A disadvantage of keyword-based searching is the simple fact that radiologists or researchers want to find the meaningful concepts behind their keywords. To make word indexing more or less suitable for concept searching, four search engine features are necessary. Firstly, because medical terms mostly consist of more than one word, it has to be possible to search for phrases. Page-ranking algorithms can help by giving a higher score to documents with adjacent keywords, but in practice, the sole use of this technique alone is not specific enough. Secondly, very frequent words with low significance can hamper phrase searching and should not be indexed; when “of” and “the” are excluded, the phrases “MRI of the brain” and “MRI brain” yield the same results. A third helpful feature is Boolean logic to facilitate binary operations like “and,” “or,” and “not” in combination with parentheses. Finally, a word-stemming technique can be used to find all words with a common root. Although we did not implement word stemming because our multilanguage set-up required building a separate stemmed index for each language, the use of wildcards turned out to be an adequate alternative. Word stemming is part of the broader method of fuzzy indexing, which can be used to find words with similar pronunciations.

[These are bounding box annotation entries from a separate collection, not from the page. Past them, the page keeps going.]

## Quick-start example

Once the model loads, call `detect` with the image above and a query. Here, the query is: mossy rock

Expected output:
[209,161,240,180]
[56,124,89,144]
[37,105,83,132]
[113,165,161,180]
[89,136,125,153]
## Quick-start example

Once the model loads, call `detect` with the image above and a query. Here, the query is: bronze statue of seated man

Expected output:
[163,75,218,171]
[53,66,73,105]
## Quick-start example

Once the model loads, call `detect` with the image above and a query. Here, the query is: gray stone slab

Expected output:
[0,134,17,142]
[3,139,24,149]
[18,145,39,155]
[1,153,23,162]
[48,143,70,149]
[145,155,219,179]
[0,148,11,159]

To find conceptual information, users build their queries in multiple steps; hence, the user interface should allow for fast reviewing of results. Table 3 shows a typical user refining his query. Note that structured reporting, which uses standardized information concepts, does not have the semantic problems of free-text reporting.

A lot of research regarding medical semantics has been conducted, ranging from natural language processing techniques15‐17 to building unified medical lexica18,19 for multiple languages.20 The authors hope to combine the indexing solution with some of these scientific methods and technology regarding the semantic web21 in the near future.